Что касается императора и его министров, то они, невидимому, даже не догадывались, какой серьезный удар был нанесен декабрьскому режиму; они не старались придать этому режиму менее притеснительный и менее произвольный характер. Император, неоднократно заявлявший, что декрет 24 ноября является лишь началом эры свободы, не был, по-видимому, склонен к новым уступкам. И увенчание здания откладывалось в долгий ящик. Если нетерпеливые люди заявляли, что на выборах 1863 года страна высказалась в пользу свободы, то, по словам государственного министра, настоящим основоположником свободы являлся Наполеон III. «Разве не император, — воскликнул он, — первый поднял это знамя? И не для того он его поднял, чтобы затем дать ему упасть в грязь, а для того, чтобы утвердить его на прочном основании законов». Между тем единственным доказательством либеральных намерений императора было в тот момент внесение в Законодательный корпус законопроекта о рабочих стачках, который разрешал устройство стачек, но не признавал рабочих организаций и тем самым являлся для стачечников в полном смысле слова ловушкой, как это доказал Жюль Фавр[90]

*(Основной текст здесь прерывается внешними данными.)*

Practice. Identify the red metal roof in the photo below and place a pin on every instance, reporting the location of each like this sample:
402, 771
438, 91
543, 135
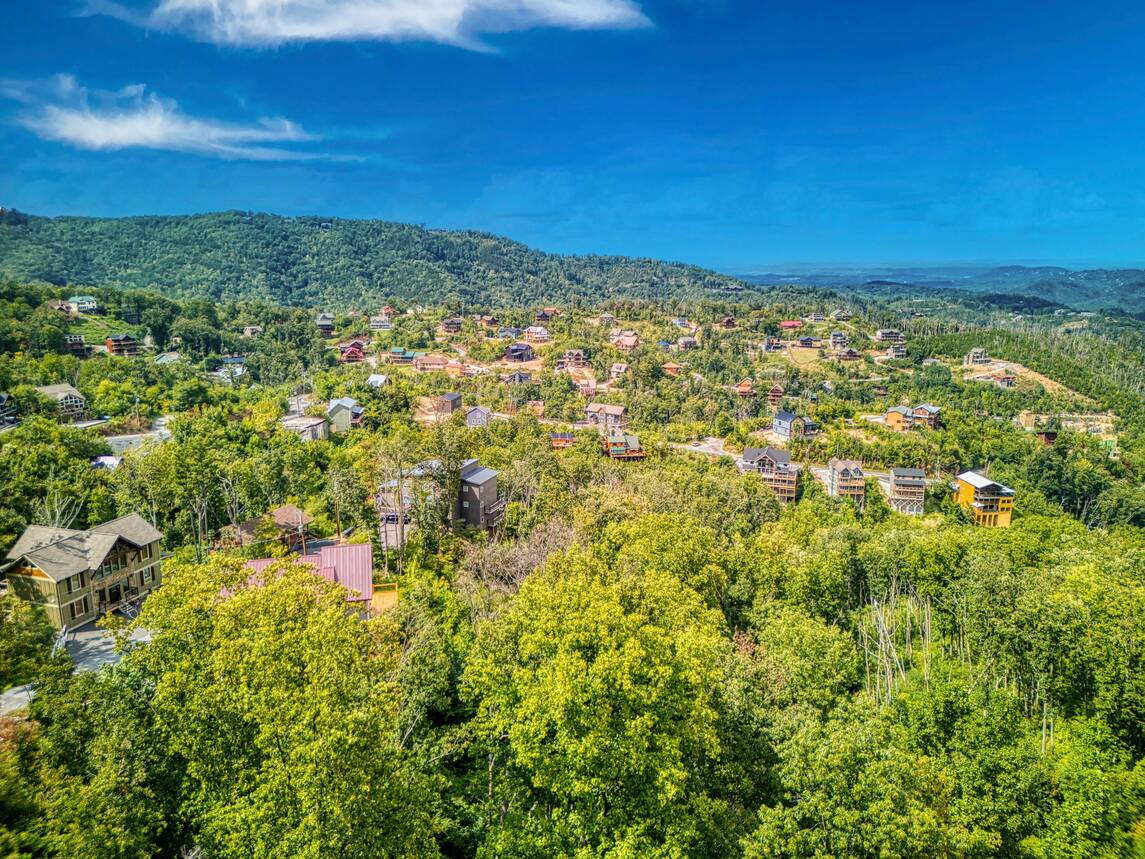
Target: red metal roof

.Немного позднее (август 1864 г.) процесс «тринадцати», возбужденный против главных членов комитета, успешно поддерживавшего кандидатуры Гарнье-Пажеса и Карно, показал, какую свободу правительство намерено предоставить своим противникам в области избирательной пропаганды. Вот, наконец, в каких обескураживающих выражениях заговорил император (при открытии сессии 1865. года) о реформах, которых страна ждала так нетерпеливо: «Будем твердо охранять основы конституции; будем противиться крайним стремлениям тех, кто вызывает перемены с единственной целью разрушить то, что мы создали. Утопия находится в таком же отношении к добру, в каком иллюзия находится к истине; а прогресс вовсе не является осуществлением более или менее остроумной теории, а практическим приложением результатов опыта, освященных временем и признанных общественным мнением». Остроумная теория, на которую намекал Наполеон III, теория, с таким блеском изложенная Тьером в Вурбонском дворце за год перед тем, была теорией парламентского режима.
Конвенция 15 сентября и Силлабус.
Вызывая таким образом раздражение демократической и либеральной партий, Наполеон III в то же время, снова пробуждал своими словами и действиями вражду клерикальной партии, несколько утихшую с 1862 года. В области внешней политики его неловкие и бесплодные усилия в пользу — Польши и Дании восстановили против него правительства почти всех великих держав. Единственный союз, на который он мог в это время рассчитывать, был союз с Италией. Вот почему он заключил с Италией конвенцию (15 сентября 1864 г.), по которой он обязался в двухлетний срок отозвать из Рима свои войска, взамен чего Виктор-Эммануил обязался не нападать на владения, остававшиеся за «святым престолом».С этого момента возмущенный Пий IX старался всячески, насколько это от него зависело, усилить политические затруднения, из которых приходилось выпутываться императору французов. Этим объясняется издание энциклики Quanta сига и резюмировавшего ее Силлабуса (8 декабря 1864 г.), документов, переносящих нас в средние века и решительно отрицающих все завоевания революции. В этом манифесте папа осуждал не только права совести, философии и науки, но и самые элементарные принципы государственного права, которые провозгласила Франция 1789 года и которые, следуя ее примеру, признало большинство европейских государств. Папа заявлял, что церковь представляет собой совершенное общество, во всех отношениях независимое от светской власти, что она стоит выше государства и что ей одной принадлежит право руководить воспитанием народа; папа отвергал учение о народном верховенстве и принцип всеобщего избирательного права, свободу некатолических исповеданий, свободу печати и слова; он требовал предоставления церкви карательной власти, а также предоставления духовной власти (в случае ее конфликтов с. властью гражданской) таких прав, которые современные правительства признают только за гражданской властью. Папа хотел, чтобы церкви дано было право вмешиваться в область гражданского законодательства с целью, например, устранения из него всех постановлений, благоприятных для протестантов и евреев; он осуждал гражданский брак. В конце он отвергал положение, что «римский первосвященник может и должен примириться и вступить в сделку с прогрессом, либерализмом и современной цивилизацией».